Unreachable global discovery server slows down connection loop

acolomb · May 22, 2023, 7:33pm

I’ve been researching a bit recently why my devices seem to take ages to find each other over the Internet, or even locally for Android devices with broken local discovery. Now I think I found the culprit and I suppose the connection loop handling should be adjusted to avoid such delays.

I once configured a discovery server on a company LAN to rendezvous with other devices on that network without internet access (blocked by firewall for the respective network segment). Added that to each of those devices, as well as to my laptop (daily-use developer machine). While on that company LAN, it worked perfectly fine. Now I’m seldomly connected to that company network, working from a different location and usually don’t have the VPN active. So the custom global discovery server address is usually unreachable.
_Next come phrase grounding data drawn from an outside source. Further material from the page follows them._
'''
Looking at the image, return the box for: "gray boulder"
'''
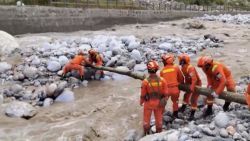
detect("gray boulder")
[55,89,74,102]
[47,61,61,72]
[43,98,54,107]
[202,127,216,137]
[5,101,37,119]
[23,66,39,79]
[58,56,69,66]
[214,112,229,128]
[130,50,142,63]
[219,128,229,138]
[126,60,136,70]
[0,62,12,73]
[134,64,147,72]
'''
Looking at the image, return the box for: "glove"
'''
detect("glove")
[211,92,219,98]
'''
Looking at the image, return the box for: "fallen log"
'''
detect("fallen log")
[90,65,247,105]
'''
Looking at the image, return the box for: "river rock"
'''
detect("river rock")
[214,112,229,128]
[46,83,58,97]
[13,72,25,81]
[139,130,179,141]
[43,98,54,107]
[31,56,41,66]
[124,129,140,141]
[54,81,67,97]
[105,57,118,67]
[159,42,173,51]
[128,41,140,51]
[126,60,136,70]
[241,131,250,140]
[0,31,19,55]
[0,94,3,105]
[55,89,74,102]
[23,66,39,79]
[134,64,147,72]
[0,62,12,73]
[237,124,247,132]
[58,56,69,66]
[5,101,37,119]
[226,126,236,135]
[10,84,23,94]
[191,131,202,138]
[130,49,142,63]
[202,127,216,137]
[179,134,189,141]
[219,128,229,138]
[79,44,91,52]
[47,61,61,72]
[233,132,242,140]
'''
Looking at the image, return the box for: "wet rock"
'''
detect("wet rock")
[55,89,74,102]
[54,81,67,97]
[58,56,69,66]
[10,84,23,94]
[214,112,229,128]
[237,124,247,132]
[226,126,236,135]
[191,131,202,138]
[159,42,173,51]
[139,130,179,141]
[0,62,12,73]
[0,94,3,105]
[126,60,136,70]
[202,127,216,137]
[47,61,61,72]
[13,72,25,81]
[219,128,229,138]
[130,50,142,63]
[233,132,242,140]
[5,101,37,119]
[124,129,140,141]
[183,20,205,29]
[134,64,147,72]
[43,98,54,107]
[46,83,57,97]
[23,66,39,79]
[178,134,189,141]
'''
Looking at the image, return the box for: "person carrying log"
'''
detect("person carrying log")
[160,54,184,118]
[61,50,87,81]
[244,84,250,109]
[178,54,202,121]
[140,60,168,135]
[87,49,104,80]
[197,56,236,116]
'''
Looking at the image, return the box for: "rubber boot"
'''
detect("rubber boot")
[223,102,231,112]
[143,129,150,136]
[60,74,66,80]
[173,111,179,118]
[179,104,187,112]
[188,110,195,121]
[203,105,213,117]
[80,76,84,81]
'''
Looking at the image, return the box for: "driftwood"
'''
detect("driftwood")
[91,65,247,105]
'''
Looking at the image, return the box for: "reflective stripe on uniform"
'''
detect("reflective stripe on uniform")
[212,65,218,72]
[150,82,162,87]
[162,68,175,73]
[206,100,214,103]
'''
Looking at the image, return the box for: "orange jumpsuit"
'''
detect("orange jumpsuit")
[203,61,236,105]
[160,64,184,112]
[141,75,168,133]
[181,64,202,110]
[63,55,86,77]
[88,54,103,66]
[244,84,250,109]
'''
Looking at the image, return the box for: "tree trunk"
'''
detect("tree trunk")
[90,65,247,105]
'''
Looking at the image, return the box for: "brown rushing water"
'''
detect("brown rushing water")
[0,18,250,141]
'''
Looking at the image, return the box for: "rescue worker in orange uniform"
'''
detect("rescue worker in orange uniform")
[197,56,236,116]
[244,84,250,109]
[87,49,104,79]
[160,54,184,118]
[61,51,86,81]
[141,60,168,135]
[178,54,202,120]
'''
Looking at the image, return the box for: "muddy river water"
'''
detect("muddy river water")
[0,18,250,141]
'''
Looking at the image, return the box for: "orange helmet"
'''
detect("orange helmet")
[162,54,174,65]
[88,49,97,56]
[147,60,159,73]
[203,56,213,66]
[197,56,205,68]
[78,50,84,55]
[178,54,190,65]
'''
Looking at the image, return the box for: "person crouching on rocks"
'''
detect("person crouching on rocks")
[61,50,87,81]
[244,84,250,109]
[87,49,104,80]
[160,54,184,118]
[140,60,168,135]
[178,54,202,121]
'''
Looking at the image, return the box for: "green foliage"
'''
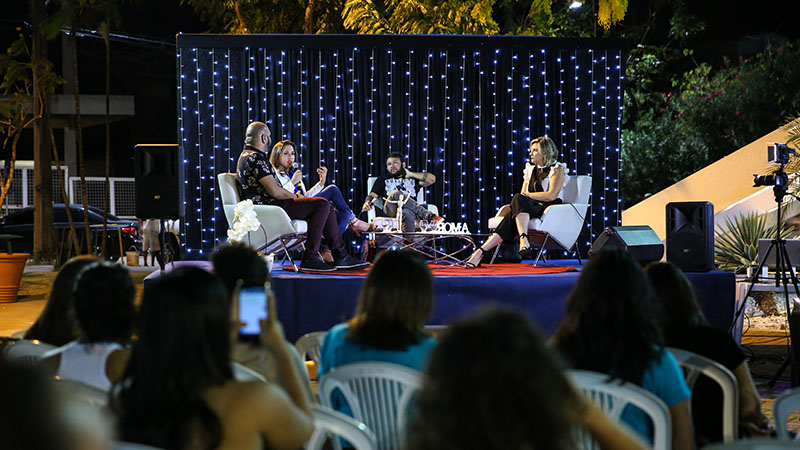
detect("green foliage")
[343,0,500,34]
[715,212,796,272]
[622,43,800,204]
[0,35,63,141]
[180,0,306,33]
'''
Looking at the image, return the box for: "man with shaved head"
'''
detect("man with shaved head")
[236,121,367,271]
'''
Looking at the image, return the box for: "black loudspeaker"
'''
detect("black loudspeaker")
[135,144,185,219]
[589,225,664,264]
[666,201,714,272]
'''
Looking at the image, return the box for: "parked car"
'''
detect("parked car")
[0,204,140,262]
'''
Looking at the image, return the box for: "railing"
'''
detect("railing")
[0,161,136,219]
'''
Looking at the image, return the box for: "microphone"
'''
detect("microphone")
[289,162,304,194]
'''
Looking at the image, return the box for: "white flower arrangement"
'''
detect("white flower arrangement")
[227,199,261,242]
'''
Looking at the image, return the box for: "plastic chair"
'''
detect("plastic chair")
[305,404,377,450]
[232,361,267,382]
[295,331,326,379]
[318,362,422,450]
[3,339,57,367]
[487,174,592,265]
[773,387,800,440]
[703,439,800,449]
[668,347,739,443]
[217,172,308,272]
[567,369,672,450]
[53,378,109,407]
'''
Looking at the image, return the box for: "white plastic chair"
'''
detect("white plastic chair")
[217,172,308,271]
[488,174,591,265]
[53,378,110,407]
[232,361,267,382]
[773,387,800,440]
[3,339,57,367]
[668,347,739,443]
[306,404,378,450]
[366,176,439,234]
[703,440,800,449]
[295,331,326,369]
[567,369,672,450]
[318,362,422,450]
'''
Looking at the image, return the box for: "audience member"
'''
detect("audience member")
[319,250,436,375]
[553,250,696,449]
[114,266,313,450]
[212,242,314,398]
[0,359,112,450]
[42,262,135,391]
[646,262,773,444]
[24,255,99,346]
[406,308,646,450]
[318,250,436,414]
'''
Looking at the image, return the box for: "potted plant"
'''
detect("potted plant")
[715,211,795,315]
[0,235,29,302]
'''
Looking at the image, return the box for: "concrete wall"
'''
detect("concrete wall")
[622,126,794,240]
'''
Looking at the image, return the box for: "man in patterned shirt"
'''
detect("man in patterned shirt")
[236,121,367,272]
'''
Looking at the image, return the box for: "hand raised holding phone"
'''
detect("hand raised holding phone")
[258,281,287,350]
[234,280,285,348]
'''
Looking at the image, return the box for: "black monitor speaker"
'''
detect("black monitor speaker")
[589,225,664,264]
[666,201,714,272]
[135,144,185,219]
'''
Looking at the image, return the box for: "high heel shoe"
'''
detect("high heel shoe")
[348,218,375,237]
[464,246,487,268]
[518,233,533,260]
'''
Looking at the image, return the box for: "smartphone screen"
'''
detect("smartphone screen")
[238,286,268,342]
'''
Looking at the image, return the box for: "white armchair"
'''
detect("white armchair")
[217,173,308,272]
[487,175,591,265]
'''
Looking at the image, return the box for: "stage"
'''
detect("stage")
[270,260,738,342]
[145,260,737,343]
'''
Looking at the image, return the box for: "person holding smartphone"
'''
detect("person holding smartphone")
[270,139,374,236]
[212,242,314,400]
[115,266,314,450]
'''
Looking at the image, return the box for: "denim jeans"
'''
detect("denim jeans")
[313,185,357,236]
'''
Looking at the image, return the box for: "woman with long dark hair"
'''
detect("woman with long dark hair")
[646,262,772,444]
[24,255,99,346]
[552,250,695,449]
[406,308,646,450]
[42,261,135,391]
[114,266,313,450]
[318,249,436,377]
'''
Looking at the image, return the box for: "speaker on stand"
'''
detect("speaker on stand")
[666,201,714,272]
[135,144,184,270]
[588,225,664,265]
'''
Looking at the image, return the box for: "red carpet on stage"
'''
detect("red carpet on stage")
[283,262,575,276]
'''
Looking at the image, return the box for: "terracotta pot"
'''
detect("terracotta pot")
[0,253,29,303]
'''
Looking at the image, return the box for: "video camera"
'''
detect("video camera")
[753,143,796,187]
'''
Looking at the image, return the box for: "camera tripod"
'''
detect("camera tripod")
[729,183,800,387]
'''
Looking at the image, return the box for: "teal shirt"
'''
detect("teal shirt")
[318,323,437,378]
[318,323,436,417]
[620,349,691,443]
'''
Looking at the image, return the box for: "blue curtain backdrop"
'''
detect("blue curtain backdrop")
[176,34,627,258]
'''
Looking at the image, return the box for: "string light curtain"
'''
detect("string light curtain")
[177,34,627,258]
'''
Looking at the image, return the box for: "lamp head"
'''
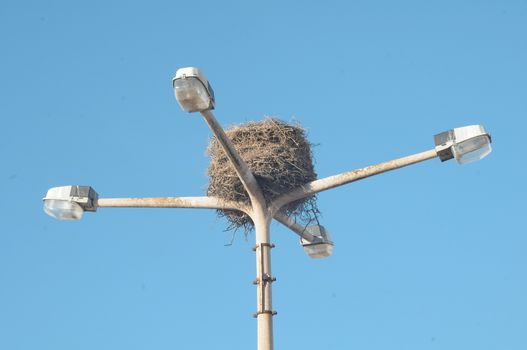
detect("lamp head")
[173,67,215,112]
[43,186,98,220]
[434,125,492,164]
[301,225,334,259]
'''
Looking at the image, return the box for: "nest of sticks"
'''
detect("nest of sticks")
[206,118,319,232]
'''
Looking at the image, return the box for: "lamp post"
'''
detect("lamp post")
[44,67,493,350]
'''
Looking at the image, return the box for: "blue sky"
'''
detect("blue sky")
[1,0,526,349]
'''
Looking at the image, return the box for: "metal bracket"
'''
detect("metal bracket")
[252,242,277,319]
[263,273,276,283]
[253,274,276,285]
[253,310,278,318]
[434,131,455,162]
[252,243,275,251]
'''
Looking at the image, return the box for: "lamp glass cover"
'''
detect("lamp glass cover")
[44,199,84,220]
[452,135,492,164]
[303,243,334,259]
[173,77,212,112]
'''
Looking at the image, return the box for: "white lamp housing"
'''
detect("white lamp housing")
[434,125,492,165]
[43,186,98,220]
[301,225,334,259]
[173,67,215,112]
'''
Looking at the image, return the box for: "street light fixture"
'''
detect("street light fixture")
[272,212,334,259]
[44,66,494,350]
[434,125,492,165]
[301,225,334,259]
[172,67,215,112]
[43,186,98,220]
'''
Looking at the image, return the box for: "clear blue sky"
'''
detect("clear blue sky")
[1,0,525,349]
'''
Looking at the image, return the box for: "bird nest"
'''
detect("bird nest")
[206,118,319,232]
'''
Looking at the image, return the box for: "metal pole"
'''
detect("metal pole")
[92,147,438,350]
[251,208,275,350]
[199,109,274,349]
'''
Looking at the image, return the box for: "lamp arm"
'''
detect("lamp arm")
[273,211,322,243]
[200,110,266,208]
[97,196,249,213]
[98,196,315,241]
[270,148,438,214]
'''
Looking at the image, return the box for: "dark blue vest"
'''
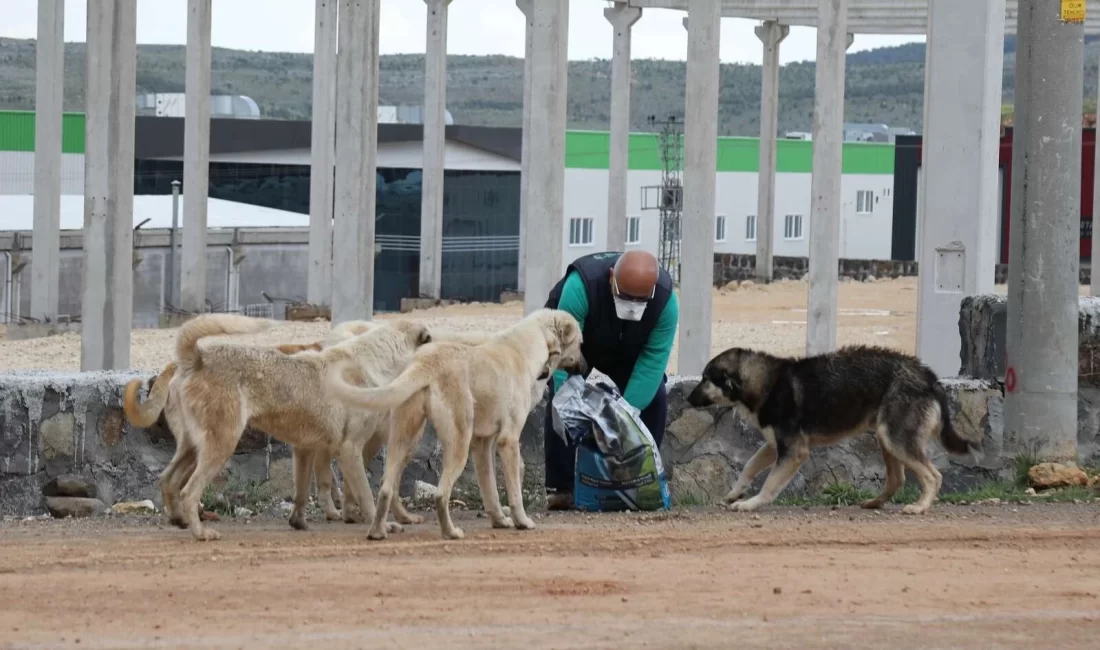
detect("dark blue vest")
[545,252,673,387]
There are 40 remote devices configured on that laptop and judging from the logs, it takes about half a minute per device before it notices the discovery server isn’t available. Lookups on the other (default) global discovery servers seem to be interspersed, but usually I only see them mentioned in the discover debug facility when the lookup fails as well (e.g. with a 404 Not Found error). I haven’t clearly identified a pattern what happens in which order, but it appears to be waiting for each remote device to fail the discovery server lookup once, only then goes to the next round of trying to connect, this time asking a different server.

I’ve already tried reducing the reconnectionIntervalS option from 60 to 10 seconds, which helped a bit, but the whole dance still takes easily 15 to 20 minutes before some connections are made. Even one remote device which has an explicit tcp://... address set in addition to dynamic won’t connect faster.

Removing the “broken” / unreachable discovery server from the config vastly speeds up the initial connections.

So apparently some things are serialized and delayed by waiting for timeout errors, where the discovery lookups should be handled in parallel. I haven’t grokked the code enough yet to pinpoint it myself, so hoping someone with better knowledge of the “connection loop” concept can explain what’s going on. I’d even classify this as a bug, because the intention is to attempt many connections in parallel, possibly replacing “worse” ones regularly. If any one of several discovery servers is unreachable, that shouldn’t significantly slow down the process, but failover / connect redundantly to the other discovery servers.

calmh · May 22, 2023, 8:08pm

From memory, the way it works is that it collects addresses in step one, then dials them concurrently (-ish, there’s some prioritization and whatnot going on) in step two. I don’t think it was anticipated that the address collection step would be time consuming. Probably the global discovery instance should be smart enough to tag the server as down after a few attempts and then return “unavailable” quickly for a while.

system · June 21, 2023, 8:08pm

This topic was automatically closed 30 days after the last reply. New replies are no longer allowed.